Y dirigiéndose a mí:
–¿Sabéis cuáles son los principios del hombre? Grupa,
jiba, linga, shakira, kama, rupa, manas, buddhi, atma, es decir: el cuerpo, la fuerza
vital, el cuerpo astral, el alma animal, el alma humana, la fuerza espiritual y
la esencia espiritual…
Viendo a Minna poner una cara un tanto desolada, me
atreví a interrumpir al doctor:
–Me parece ibais a demostrarnos que el tiempo…
–Y bien –dijo–, puesto que no os complacen las disertaciones
por prólogo, vamos al cuento que debo contaros, y es el siguiente:
Hace veintitrés años, conocí en Buenos Aires a la familia
Revall, cuyo fundador, un excelente caballero francés, ejerció un cargo consular
en tiempo de Rosas.
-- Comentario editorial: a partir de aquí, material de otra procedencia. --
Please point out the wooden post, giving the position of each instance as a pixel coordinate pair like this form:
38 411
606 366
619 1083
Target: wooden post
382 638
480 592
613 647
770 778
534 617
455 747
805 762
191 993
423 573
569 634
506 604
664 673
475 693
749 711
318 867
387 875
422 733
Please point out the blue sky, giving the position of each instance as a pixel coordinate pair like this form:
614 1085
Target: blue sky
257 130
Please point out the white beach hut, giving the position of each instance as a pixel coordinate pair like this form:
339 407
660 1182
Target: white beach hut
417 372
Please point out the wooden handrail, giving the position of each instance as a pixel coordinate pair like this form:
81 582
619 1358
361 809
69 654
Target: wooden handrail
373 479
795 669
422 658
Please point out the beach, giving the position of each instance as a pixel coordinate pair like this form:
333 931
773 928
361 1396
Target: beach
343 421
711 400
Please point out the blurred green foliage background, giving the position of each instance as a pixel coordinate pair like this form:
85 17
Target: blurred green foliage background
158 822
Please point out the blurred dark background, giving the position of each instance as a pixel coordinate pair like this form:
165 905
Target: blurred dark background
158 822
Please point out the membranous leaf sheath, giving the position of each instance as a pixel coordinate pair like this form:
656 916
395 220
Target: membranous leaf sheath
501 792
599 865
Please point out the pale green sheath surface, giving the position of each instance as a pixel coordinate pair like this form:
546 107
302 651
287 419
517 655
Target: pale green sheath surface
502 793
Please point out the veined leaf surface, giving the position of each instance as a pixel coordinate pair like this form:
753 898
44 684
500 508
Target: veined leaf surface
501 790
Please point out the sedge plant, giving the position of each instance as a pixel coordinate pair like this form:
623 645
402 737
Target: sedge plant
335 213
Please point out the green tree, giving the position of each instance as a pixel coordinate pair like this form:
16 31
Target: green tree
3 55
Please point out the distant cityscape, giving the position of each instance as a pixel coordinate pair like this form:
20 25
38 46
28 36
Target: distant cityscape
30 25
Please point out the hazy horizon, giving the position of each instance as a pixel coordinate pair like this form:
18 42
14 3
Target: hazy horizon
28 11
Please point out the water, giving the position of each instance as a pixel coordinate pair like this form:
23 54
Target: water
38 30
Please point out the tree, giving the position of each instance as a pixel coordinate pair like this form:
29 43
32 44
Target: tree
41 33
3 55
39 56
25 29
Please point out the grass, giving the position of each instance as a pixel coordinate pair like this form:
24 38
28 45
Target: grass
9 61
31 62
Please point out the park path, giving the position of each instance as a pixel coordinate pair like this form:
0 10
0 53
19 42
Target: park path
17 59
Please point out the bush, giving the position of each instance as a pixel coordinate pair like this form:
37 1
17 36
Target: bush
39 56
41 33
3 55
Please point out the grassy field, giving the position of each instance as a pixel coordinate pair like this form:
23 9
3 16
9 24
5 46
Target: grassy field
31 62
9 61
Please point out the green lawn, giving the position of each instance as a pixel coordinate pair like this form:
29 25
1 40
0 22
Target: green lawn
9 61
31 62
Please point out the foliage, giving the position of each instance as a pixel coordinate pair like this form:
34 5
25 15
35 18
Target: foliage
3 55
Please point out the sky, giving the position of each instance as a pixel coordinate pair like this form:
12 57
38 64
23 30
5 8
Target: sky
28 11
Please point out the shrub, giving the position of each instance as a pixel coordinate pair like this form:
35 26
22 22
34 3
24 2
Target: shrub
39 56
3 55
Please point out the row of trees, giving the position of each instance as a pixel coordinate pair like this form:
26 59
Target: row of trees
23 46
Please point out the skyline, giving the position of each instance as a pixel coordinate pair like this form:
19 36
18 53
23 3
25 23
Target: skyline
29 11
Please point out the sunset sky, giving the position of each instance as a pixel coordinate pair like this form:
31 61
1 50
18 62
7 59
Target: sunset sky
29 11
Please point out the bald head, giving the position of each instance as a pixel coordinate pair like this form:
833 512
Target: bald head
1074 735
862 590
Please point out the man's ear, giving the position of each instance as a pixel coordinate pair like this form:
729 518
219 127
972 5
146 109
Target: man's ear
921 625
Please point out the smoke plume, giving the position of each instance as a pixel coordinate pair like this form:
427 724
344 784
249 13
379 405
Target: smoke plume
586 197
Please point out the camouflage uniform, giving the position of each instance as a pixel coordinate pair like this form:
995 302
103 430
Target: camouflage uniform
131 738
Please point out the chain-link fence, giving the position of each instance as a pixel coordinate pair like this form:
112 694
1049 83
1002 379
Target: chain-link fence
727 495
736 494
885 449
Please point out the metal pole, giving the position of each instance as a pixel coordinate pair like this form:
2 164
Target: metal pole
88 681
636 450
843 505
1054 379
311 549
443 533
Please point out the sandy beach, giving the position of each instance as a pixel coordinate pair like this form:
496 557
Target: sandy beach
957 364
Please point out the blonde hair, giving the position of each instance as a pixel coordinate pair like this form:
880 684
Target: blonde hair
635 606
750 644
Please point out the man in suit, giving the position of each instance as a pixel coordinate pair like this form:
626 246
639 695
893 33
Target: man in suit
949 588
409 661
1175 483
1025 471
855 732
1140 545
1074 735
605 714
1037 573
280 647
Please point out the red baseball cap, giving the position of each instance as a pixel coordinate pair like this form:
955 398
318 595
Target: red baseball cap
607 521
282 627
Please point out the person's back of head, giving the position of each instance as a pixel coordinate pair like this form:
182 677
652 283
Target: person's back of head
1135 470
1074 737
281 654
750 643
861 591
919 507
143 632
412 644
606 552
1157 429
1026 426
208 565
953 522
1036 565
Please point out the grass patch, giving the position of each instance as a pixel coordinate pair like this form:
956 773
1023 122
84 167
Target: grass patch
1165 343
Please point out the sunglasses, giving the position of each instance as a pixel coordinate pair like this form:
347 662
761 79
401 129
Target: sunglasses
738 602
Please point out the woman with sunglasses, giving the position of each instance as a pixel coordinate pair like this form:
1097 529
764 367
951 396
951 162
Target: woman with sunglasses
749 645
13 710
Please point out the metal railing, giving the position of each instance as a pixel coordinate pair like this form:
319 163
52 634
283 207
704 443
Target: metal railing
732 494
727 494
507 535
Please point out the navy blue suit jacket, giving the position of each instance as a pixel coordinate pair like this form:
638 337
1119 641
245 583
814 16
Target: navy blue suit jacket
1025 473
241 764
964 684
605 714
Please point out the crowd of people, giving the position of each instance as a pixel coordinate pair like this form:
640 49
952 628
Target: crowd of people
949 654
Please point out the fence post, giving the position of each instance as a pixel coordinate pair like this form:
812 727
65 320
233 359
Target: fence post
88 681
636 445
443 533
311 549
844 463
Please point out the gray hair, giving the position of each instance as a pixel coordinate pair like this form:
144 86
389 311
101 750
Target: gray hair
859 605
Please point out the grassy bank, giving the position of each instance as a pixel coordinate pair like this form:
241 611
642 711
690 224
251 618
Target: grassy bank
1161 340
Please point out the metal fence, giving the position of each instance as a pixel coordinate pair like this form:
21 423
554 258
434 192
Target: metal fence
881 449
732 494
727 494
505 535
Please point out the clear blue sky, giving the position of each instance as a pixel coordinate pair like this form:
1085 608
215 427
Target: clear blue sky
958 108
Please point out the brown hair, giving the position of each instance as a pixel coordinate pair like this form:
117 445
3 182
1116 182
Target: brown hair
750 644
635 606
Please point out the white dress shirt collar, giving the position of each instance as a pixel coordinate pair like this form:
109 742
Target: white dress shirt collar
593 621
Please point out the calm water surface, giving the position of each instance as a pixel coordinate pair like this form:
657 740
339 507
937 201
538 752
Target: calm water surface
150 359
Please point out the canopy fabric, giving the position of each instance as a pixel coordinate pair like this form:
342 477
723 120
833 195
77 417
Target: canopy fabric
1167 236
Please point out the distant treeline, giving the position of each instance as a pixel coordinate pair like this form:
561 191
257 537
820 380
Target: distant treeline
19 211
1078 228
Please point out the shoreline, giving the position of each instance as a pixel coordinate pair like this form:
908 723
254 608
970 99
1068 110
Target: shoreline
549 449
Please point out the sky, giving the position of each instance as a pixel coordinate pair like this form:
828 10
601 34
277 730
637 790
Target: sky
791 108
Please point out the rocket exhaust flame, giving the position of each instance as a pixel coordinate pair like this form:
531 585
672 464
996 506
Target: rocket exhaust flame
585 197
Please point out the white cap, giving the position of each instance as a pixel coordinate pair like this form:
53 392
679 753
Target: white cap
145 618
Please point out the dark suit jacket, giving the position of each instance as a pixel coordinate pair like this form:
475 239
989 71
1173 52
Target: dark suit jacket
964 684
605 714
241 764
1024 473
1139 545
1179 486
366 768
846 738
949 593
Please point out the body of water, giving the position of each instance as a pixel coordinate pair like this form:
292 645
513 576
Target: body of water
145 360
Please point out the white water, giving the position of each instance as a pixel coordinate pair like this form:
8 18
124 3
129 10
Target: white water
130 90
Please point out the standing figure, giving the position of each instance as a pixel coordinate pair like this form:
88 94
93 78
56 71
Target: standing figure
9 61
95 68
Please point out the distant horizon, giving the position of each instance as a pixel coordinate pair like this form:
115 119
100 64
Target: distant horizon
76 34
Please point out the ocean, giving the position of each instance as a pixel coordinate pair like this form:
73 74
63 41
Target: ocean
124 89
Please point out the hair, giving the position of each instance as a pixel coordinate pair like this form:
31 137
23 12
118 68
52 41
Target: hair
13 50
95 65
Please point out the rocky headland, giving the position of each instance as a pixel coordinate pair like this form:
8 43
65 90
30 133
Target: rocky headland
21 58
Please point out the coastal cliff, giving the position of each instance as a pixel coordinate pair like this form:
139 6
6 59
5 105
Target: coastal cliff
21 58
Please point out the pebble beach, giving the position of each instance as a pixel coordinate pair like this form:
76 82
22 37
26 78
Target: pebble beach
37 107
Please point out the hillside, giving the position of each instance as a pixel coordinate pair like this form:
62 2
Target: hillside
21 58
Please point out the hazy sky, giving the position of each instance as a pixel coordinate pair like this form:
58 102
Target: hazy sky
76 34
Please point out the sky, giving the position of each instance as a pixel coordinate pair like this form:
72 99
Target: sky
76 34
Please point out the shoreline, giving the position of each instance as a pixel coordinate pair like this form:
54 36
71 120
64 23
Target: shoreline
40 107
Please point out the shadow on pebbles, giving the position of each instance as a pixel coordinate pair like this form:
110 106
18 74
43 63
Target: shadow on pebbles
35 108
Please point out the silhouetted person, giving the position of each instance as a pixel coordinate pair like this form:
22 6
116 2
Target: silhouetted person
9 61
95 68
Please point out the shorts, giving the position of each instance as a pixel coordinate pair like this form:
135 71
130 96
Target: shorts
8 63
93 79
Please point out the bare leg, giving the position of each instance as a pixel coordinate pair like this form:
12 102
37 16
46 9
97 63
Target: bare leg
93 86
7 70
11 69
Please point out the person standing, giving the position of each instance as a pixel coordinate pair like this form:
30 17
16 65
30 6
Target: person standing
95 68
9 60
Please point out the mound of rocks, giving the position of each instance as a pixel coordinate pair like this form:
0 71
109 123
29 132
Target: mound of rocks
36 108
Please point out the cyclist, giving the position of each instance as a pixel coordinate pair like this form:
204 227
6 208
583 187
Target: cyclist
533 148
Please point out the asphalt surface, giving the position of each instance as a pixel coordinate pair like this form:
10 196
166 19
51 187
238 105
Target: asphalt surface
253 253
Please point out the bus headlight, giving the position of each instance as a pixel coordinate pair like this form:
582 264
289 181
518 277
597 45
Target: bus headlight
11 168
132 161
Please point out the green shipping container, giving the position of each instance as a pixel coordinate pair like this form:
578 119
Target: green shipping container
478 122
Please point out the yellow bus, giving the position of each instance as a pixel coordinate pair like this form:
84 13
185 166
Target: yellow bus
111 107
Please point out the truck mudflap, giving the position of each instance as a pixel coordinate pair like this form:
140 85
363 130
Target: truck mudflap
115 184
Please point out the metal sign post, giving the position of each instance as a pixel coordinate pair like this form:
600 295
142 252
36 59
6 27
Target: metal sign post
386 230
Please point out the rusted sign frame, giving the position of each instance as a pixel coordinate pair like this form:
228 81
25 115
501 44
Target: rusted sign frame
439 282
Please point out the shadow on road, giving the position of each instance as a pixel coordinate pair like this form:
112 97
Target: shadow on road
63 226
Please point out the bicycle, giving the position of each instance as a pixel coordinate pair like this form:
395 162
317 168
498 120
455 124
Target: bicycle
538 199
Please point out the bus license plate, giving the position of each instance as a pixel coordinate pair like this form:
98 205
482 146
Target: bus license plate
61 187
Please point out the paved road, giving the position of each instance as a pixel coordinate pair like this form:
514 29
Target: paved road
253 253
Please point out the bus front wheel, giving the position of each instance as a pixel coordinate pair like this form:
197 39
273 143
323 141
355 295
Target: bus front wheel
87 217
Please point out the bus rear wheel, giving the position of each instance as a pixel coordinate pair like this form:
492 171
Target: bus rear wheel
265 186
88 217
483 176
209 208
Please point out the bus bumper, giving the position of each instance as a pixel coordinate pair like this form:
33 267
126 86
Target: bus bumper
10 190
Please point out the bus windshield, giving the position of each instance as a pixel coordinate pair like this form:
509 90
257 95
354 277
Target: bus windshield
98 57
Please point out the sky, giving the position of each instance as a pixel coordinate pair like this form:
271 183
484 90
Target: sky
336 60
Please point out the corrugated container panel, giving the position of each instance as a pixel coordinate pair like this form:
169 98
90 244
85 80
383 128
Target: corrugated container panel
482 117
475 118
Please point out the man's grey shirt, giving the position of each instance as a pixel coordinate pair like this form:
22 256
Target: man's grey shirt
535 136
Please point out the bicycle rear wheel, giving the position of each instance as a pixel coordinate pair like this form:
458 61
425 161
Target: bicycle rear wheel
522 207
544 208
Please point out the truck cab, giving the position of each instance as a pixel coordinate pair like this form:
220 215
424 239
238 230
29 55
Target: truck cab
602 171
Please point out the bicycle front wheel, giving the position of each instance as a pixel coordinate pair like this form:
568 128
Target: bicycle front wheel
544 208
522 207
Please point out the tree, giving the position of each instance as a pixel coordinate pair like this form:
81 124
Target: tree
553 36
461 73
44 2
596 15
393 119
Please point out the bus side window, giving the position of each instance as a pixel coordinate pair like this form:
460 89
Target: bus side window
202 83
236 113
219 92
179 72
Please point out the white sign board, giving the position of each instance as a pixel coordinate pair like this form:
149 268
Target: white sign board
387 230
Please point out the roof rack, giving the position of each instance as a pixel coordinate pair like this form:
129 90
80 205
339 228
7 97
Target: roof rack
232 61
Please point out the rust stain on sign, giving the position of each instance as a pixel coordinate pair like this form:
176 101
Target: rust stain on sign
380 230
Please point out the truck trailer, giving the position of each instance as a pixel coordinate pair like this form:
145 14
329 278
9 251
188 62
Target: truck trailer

Nuestras casas eran vecinas, era yo joven y entusiasta, y las
tres señoritas Revall hubieran podido hacer competencia a las tres Gracias. De más
está decir que muy pocas chispas fueron necesarias para encender una hoguera de
amor…
Amooor, pronunciaba el sabio obeso, con el pulgar de
la diestra metido en la bolsa del chaleco, y tamborileando sobre su potente abdomen
con los dedos ágiles y regordetes, y continuó:
–Puedo confesar francamente que no tenía predilección
por ninguna, y que Luz, Josefina y Amelia ocupaban en mi corazón el mismo lugar.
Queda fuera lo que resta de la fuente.